No i wreszcie wyjazd na tydzień. Stary Staw nas przywitał.
Nie ma co pisać o atmosferze, wodzie, karpiach i ……OLI. Trzeba przyjechać i….poczuć tą atmosferę. REWELACJA !!!!
Upał afrykański przez 5 dni. Do tego nasz pierwszy wyjazd na tą wodę więc nie spodziewamy się specjalnych wyników. Nasze stanowisko.
Po wielu próbach rozpoznania tak wygląga nasza miejscówka.
Nęcimy punktowo, ale też w jednym miejscu dywan z kukurydzy. Po kilku spięciach karpi trafiamy z hakiem LONG SHANG. Łowimy na ” bałwanka” , ale smak nie ma znaczenia.
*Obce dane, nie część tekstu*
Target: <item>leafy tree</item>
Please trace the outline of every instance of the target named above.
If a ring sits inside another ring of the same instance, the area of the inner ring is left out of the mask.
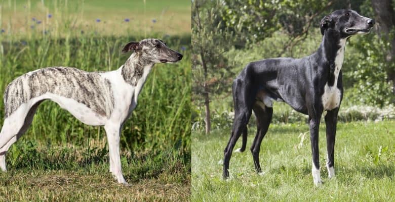
[[[219,2],[215,1],[192,4],[192,98],[195,106],[202,101],[205,106],[206,134],[211,130],[210,93],[228,91],[232,76],[223,56],[232,43],[228,41],[229,32],[220,28],[219,7]]]

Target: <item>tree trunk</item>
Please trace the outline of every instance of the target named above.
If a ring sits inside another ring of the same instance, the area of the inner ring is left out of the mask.
[[[205,117],[205,122],[206,123],[206,134],[209,134],[211,130],[211,121],[210,118],[210,96],[209,95],[209,87],[207,86],[207,66],[206,61],[204,60],[203,53],[201,52],[200,57],[202,58],[202,64],[204,70],[204,87],[205,92],[203,93],[205,97],[205,106],[206,107],[206,117]]]
[[[391,48],[388,50],[385,60],[388,62],[395,62],[395,37],[389,38],[389,34],[395,26],[395,12],[391,0],[372,0],[372,6],[376,15],[378,24],[379,36],[383,34],[391,43]],[[395,69],[387,71],[388,80],[392,82],[392,92],[395,93]]]

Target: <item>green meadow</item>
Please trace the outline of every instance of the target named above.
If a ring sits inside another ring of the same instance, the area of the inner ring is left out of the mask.
[[[2,95],[17,77],[46,67],[115,70],[129,57],[121,50],[130,41],[160,38],[184,55],[177,64],[155,65],[124,125],[129,186],[109,174],[104,129],[46,101],[7,154],[0,201],[189,200],[190,2],[10,0],[0,7]]]
[[[390,201],[395,200],[395,122],[338,123],[335,177],[325,167],[325,123],[320,130],[321,178],[315,187],[311,176],[308,126],[301,122],[271,124],[260,153],[263,172],[257,174],[249,149],[233,153],[230,178],[222,178],[223,149],[229,130],[210,136],[192,133],[191,200],[193,201]],[[255,129],[249,130],[247,148]],[[235,148],[241,146],[239,141]],[[210,151],[210,152],[207,152]]]

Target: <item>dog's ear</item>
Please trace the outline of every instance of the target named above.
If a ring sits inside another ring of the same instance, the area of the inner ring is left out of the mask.
[[[332,25],[333,20],[330,16],[327,16],[321,20],[321,25],[320,27],[321,29],[321,34],[324,35],[325,33],[325,30]]]
[[[125,54],[130,51],[137,51],[141,49],[139,42],[129,42],[122,48],[122,53]]]
[[[159,40],[160,40],[161,42],[162,42],[162,43],[163,43],[163,44],[164,44],[165,45],[166,45],[166,42],[165,41],[162,40],[161,40],[161,39],[159,39]]]

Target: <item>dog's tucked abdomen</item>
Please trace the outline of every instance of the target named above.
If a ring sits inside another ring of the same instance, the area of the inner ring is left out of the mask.
[[[29,72],[9,84],[4,93],[5,117],[22,104],[45,94],[73,99],[102,117],[109,117],[114,108],[111,83],[100,73],[55,67]]]

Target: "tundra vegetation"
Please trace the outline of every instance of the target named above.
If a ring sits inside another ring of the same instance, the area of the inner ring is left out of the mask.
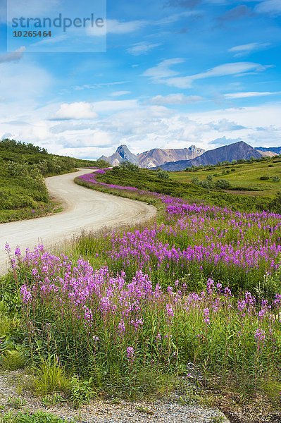
[[[75,407],[116,392],[194,398],[192,379],[213,405],[252,404],[258,422],[280,409],[280,195],[168,176],[125,163],[76,178],[154,204],[156,221],[81,235],[61,254],[6,245],[2,366],[25,364],[33,392]]]
[[[104,163],[48,154],[14,140],[0,141],[0,223],[44,216],[56,209],[44,178]]]

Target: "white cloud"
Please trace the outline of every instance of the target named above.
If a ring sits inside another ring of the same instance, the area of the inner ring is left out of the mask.
[[[125,95],[126,94],[130,94],[130,91],[114,91],[110,94],[111,97],[120,97],[121,95]]]
[[[126,109],[135,109],[137,106],[137,100],[104,100],[93,103],[95,111],[99,113],[109,113],[125,110]]]
[[[232,122],[227,119],[221,119],[218,122],[211,122],[208,125],[211,129],[215,129],[218,132],[232,132],[232,130],[246,129],[245,126],[237,125],[235,122]]]
[[[120,22],[117,19],[106,19],[102,27],[88,26],[86,32],[88,35],[104,37],[106,34],[130,34],[135,32],[147,25],[146,20],[128,20]]]
[[[142,41],[141,42],[137,42],[131,47],[127,49],[127,51],[134,56],[139,56],[141,54],[145,54],[146,53],[148,53],[148,51],[150,51],[150,50],[152,50],[152,49],[158,47],[161,45],[162,45],[161,43],[151,44],[146,41]]]
[[[94,119],[98,116],[92,106],[85,102],[63,103],[53,116],[53,120]]]
[[[265,70],[267,66],[263,66],[262,65],[252,62],[224,63],[201,73],[167,79],[166,80],[166,83],[168,85],[178,88],[190,88],[194,80],[218,76],[243,75],[249,71],[261,72],[261,70]]]
[[[151,103],[154,104],[191,104],[204,99],[199,95],[186,96],[183,94],[169,94],[166,97],[156,95],[151,99]]]
[[[235,56],[239,57],[247,54],[248,53],[251,53],[252,51],[263,49],[269,45],[270,44],[268,42],[250,42],[246,44],[232,47],[231,49],[229,49],[228,51],[235,53]]]
[[[257,91],[250,91],[249,92],[229,92],[228,94],[224,94],[223,95],[227,99],[245,99],[247,97],[264,97],[277,94],[281,94],[281,91],[276,91],[275,92],[270,92],[269,91],[265,91],[263,92],[258,92]]]
[[[207,78],[226,75],[243,75],[250,71],[261,72],[265,70],[268,66],[262,66],[252,62],[235,62],[218,65],[205,72],[188,76],[175,76],[179,72],[172,70],[170,66],[181,63],[182,59],[170,59],[161,61],[156,66],[147,69],[142,76],[146,76],[155,83],[163,82],[167,85],[177,88],[190,88],[194,81]],[[173,78],[172,78],[173,77]]]
[[[0,56],[0,63],[9,61],[18,61],[23,57],[23,53],[25,51],[25,47],[22,46],[12,53],[7,53]]]
[[[1,2],[4,4],[5,2]],[[11,21],[13,18],[18,16],[41,16],[42,13],[52,12],[58,9],[59,0],[48,0],[48,1],[38,1],[38,0],[8,0],[7,13],[3,6],[0,8],[0,16],[4,20]]]
[[[142,76],[148,76],[155,82],[159,82],[159,80],[163,78],[177,75],[179,73],[170,69],[170,66],[182,63],[183,61],[182,59],[167,59],[160,62],[156,66],[147,69]]]
[[[257,4],[254,10],[258,13],[277,16],[281,15],[281,2],[280,0],[266,0]]]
Na sześć stanowisk każdy używa inny smak i też są brania .
Pierwszy karp 12,5 kg.
Następna nocka karp 13,5 kg.
Oczywiście wrzystkie wracają do wody
i….. czekają !!
Mój pierwszy na Starym Stawie 10,2 kg.
I ostatnie karpie zasiadki 13,8 kg i 12,5 kg.
W sumie złowiliśmy 5 karpi i zejście z haka naprawdę niezłego giganta (amur) nie licząc kilku karpi, które spadły z haków.
JUŻ za chwilkę TU jesteśmy spowrotem!!!!